Betting has changed beyond recognition now with the advent of online betting exchanges, which allow you to act as your own bookmaker and also to offer bets during the course of events such as horse races. Anyhow, one race featured a fallen horse ridden by AP McCoy - someone then offers the horse at ridiculous odds like 2000-1, and a couple of mugs throw a few quid on it. McCoy then remounts to win the race! (I think there must have been other fallers). The guy didn’t get cleaned out too badly as it was only a small stake wagered.
That was Family Business, and it was laid at 999/1 (1000 in decimal odds) to £4, 1000 being the maximum odds on Betfair. See story number 1 here
I know (via the Betfair forum) a guy that won over £100,000 on a horse that was wrongly called as a faller by the TV commentator. Someone laid it at the maximum odds (999/1) thinking it was out of the race but it went on to win.
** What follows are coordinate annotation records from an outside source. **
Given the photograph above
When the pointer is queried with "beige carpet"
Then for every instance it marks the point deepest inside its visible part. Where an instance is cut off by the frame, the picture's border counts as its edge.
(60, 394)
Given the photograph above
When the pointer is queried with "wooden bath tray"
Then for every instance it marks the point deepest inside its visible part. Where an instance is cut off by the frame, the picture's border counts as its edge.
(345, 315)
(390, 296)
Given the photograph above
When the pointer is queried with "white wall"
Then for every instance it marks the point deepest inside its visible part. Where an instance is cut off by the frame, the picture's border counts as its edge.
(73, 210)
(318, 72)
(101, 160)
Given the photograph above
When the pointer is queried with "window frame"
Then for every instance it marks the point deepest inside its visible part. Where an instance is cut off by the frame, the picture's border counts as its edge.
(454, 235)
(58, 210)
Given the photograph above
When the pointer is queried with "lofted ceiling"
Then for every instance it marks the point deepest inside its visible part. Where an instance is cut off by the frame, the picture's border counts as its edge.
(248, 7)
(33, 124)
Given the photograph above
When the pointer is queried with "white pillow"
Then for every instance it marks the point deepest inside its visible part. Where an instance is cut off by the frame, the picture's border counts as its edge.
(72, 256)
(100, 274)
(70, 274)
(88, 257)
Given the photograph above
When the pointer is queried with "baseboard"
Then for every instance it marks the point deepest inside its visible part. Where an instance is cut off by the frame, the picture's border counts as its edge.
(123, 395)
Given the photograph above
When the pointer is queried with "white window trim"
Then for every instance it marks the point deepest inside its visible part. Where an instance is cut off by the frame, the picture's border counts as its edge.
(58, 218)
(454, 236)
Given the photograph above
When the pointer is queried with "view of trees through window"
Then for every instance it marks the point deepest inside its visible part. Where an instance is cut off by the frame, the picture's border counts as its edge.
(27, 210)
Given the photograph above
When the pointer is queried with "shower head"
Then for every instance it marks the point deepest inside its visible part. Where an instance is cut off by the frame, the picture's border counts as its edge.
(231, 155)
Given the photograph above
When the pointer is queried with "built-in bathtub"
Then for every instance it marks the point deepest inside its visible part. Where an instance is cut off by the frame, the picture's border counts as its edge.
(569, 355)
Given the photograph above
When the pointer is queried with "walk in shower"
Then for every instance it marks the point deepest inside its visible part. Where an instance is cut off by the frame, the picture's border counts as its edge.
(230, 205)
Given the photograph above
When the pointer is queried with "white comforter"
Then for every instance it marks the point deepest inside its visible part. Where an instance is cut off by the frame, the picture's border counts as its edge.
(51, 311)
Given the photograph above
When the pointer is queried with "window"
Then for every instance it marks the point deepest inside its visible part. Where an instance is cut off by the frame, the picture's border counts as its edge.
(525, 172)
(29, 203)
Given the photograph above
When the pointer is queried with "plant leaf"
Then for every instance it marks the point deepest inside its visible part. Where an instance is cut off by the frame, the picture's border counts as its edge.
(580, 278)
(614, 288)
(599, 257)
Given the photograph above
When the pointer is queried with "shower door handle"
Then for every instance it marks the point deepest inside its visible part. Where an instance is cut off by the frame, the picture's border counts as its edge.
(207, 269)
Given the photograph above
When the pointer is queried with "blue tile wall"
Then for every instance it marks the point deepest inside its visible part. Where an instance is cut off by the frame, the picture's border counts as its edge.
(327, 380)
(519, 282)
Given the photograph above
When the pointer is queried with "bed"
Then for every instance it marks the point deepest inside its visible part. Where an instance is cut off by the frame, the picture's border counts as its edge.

Gambling being what it is, said punter has since lost the lot, with interest. :dubious:
Another 999/1 winner was Pangbourne after the jockey of the leading horse fell off yards from the line.
They allow bets to be made after the horses go off?
If both the person making and the person taking the bet are happy, why not?
Maybe, but the person taking the bet is a fool.
Why, Reality Chuck? You can bet ‘in-play’ on pretty much all kinds of sporting event in the UK, it’s no big deal.
It’s unheard of in North America, for horse racing at least. I don’t know about other sports (baseball, basketball, football, hockey), but once the horses start, the windows close. Bettors still in line are shut out from betting on that race.
Mind, we don’t have as large as culture of private, set-their-own-odds (i.e. non-tote) bookmakers as the UK does, so maybe that has something to do with it. Still, I’d imagine that the few legal private books there are, as in Las Vegas, don’t allow wagers to be placed once the horses start.
This has got to be up there as your answer.
A quick digression on the mechanics of parimutuel betting. Because bettors want to know the odds in real time a system had to be developed to record and display the total pool of bets and each horse’s current odds. In the pre-electronic age an enterprising Australian invented and installed enormous mechanical devices to calculate the odds in real time from numerous betting windows. By 1930 the totalisator installed at Longchamp could handle 42 runners in an event and take bets from 300 ticket windows simultaneously. Here’s a fascinating little piece on Australian Totalisator Limited and a more detailed article on their first installation in 1913.
You can make halftime bets on football.
And last time I was in Vegas at the Mirage, they were taking bets between quarters of a playoff basketball game. Not completely “in-play”, but pretty close.